While access to reproductive health, including access to safe, legal abortion, is a fundamental human right, the abortion discourse needs to go beyond a liberal rights-based approach. Having to choose an abortion is an indictment of societies and a reflection of the collective failure of societies in their obligations and responsibilities towards women. The answer to women’s reproductive struggles does not lie in banning abortions. As the world’s most developed economy, the US exemplifies the negative consequences of ultra-neoliberal, racialised capitalism, as it is in the unenviable position of being the most unequal among rich countries. Rather than banning abortions, the US would do better to prevent women from needing abortions by focusing on policies that minimise poverty and inequality. This means expanding access to: quality, free education; decent employment and wages; contraceptives; universal healthcare; affordable housing; paid parental leave; and increased welfare spending.

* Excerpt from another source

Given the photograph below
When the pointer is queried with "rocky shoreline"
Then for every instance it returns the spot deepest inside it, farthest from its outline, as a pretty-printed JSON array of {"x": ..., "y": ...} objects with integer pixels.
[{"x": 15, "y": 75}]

Reducing women’s need to revert to abortion also means that we must challenge and mobilise communities to confront the double standards of a society that reveres motherhood and children but condemns women for becoming pregnant in less than socially determined ideal circumstances, as well as to challenge societies that ostracise and label children as ‘unwanted bastards’. The most felicitous start to life, after all, is being born a wanted and loved child.
Note
The terms ‘woman’ and ‘women’ are used throughout to include anyone who can become pregnant.
Conflict of interest
The authors declare that there is no conflict of interest.